These Water Batteries Outlast Lithium And Could Eliminate Fire Risks For Good

We've gotten pretty good at making batteries that hold a lot of power. Unfortunately, we've been less good at making ones that don't eventually corrode, catch fire, or poison the ground they end up in. A new advancement attempts to change that: a new kind of battery that runs on water and tofu brine. Better yet, it lasts 120,000 charge cycles in the lab. That's roughly 40 times higher than your typical lithium-ion batteries, which max out at around 3,000 cycles before degrading. Theoretically, if you charge one of these once a day, you could keep them running for over 300 years. Obviously, nobody's phone or even EV is lasting that long, but the promise is real.

So how does this actually work? The electrolyte — that's the liquid inside a battery responsible for moving electric charge between the two electrodes — is made from neutral salts of magnesium and calcium. Those happen to be the same minerals found in tofu brine, the stuff used to curdle soy milk during tofu production. The researchers also kept the solution at a neutral pH of 7.0, which helped avoid the corrosive side reactions that destroy conventional batteries from the inside.

That said, the liquid was only one piece of the puzzle. The researchers also swapped out the typical metal-based negative electrode in their battery for one made from organic polymers, which are essentially plastics. For the positive electrode, they went with an analog of the paint pigment Prussian blue. Ultimately, as shown in the full study in Nature Communications, they landed on an impressive energy capacity of 112.8 milliamp hours per gram, which is impressive for this type of battery.

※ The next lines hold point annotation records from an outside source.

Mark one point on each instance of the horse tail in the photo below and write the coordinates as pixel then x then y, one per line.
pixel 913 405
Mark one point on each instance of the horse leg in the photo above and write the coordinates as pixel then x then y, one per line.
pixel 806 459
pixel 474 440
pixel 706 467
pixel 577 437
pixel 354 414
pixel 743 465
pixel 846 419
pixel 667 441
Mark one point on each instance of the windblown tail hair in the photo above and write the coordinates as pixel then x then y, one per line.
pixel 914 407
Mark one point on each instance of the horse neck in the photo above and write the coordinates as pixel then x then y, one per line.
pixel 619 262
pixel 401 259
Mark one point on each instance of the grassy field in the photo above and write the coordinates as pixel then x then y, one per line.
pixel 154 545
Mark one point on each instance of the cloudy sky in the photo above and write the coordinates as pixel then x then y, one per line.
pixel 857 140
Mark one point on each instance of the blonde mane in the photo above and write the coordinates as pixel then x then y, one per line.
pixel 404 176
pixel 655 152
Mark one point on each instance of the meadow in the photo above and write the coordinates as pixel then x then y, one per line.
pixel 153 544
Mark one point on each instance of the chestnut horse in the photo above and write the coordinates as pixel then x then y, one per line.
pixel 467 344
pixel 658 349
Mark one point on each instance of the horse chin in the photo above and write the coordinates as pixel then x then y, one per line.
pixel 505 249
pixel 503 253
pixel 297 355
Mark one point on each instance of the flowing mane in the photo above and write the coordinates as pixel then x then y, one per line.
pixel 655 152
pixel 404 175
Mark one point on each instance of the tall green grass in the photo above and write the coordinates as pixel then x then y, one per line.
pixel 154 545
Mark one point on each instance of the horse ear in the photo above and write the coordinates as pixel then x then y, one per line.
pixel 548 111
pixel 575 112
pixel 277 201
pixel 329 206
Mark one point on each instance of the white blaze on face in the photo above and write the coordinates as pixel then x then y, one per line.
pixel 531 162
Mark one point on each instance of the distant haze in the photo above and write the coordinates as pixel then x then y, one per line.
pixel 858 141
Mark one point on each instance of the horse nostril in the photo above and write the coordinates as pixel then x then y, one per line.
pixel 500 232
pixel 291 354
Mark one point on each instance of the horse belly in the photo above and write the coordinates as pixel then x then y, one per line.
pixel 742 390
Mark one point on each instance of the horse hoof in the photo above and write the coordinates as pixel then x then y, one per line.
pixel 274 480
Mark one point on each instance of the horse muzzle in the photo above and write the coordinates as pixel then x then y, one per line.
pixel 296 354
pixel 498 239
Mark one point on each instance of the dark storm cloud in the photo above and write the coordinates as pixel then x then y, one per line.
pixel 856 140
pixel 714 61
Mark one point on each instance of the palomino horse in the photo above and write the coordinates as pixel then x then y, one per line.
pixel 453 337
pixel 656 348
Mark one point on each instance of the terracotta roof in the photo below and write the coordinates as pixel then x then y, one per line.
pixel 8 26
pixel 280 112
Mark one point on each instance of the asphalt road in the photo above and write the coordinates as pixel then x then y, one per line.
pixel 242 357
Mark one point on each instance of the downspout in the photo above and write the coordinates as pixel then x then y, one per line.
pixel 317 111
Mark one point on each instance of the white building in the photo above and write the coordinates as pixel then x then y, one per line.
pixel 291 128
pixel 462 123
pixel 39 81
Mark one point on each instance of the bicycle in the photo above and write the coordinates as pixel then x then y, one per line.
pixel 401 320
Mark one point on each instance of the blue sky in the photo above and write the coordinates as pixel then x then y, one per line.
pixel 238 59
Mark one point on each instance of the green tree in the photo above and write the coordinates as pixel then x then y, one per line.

Why water batteries matter

There's a reason researchers are looking at water-based alternatives. Lithium-ion batteries power basically everything right now, but they come with a problem. The flammable solvents used as electrolytes can catch fire if the batteries overheat or get damaged. That's led to incidents on airplanes where portable batteries ignited mid-flight, and some airlines have already started banning power banks on flights. A rise in EV fires — which are notoriously hard to put out – has also reignited debates about whether lithium-ion is really safe enough for the long haul.

Water-based batteries sidestep all of that entirely. There's no fire risk because the electrolyte is non-flammable. There's also no need for hazardous waste processing when you throw them away. The researchers confirmed that the batteries meet international disposal standards, including the U.S. Resource Conservation and Recovery Act.

These aqueous batteries are also generally cheaper to produce. They rely on ingredients that cost far less than what goes into a standard lithium-ion cell, making them especially appealing for large-scale grid storage – think solar farms and wind energy balancing — where you need something durable and affordable rather than compact and energy-dense. That said, there are still hurdles. The energy density needs to go up before these could compete in applications where size and weight matter. Scaling up production of those organic polymers is another challenge the team openly acknowledges. But if they can figure those out, this could become a real contender for stationary energy storage down the line. And it's just one of several new battery technologies in the pipeline that could eventually change everything from EVs to smartphones.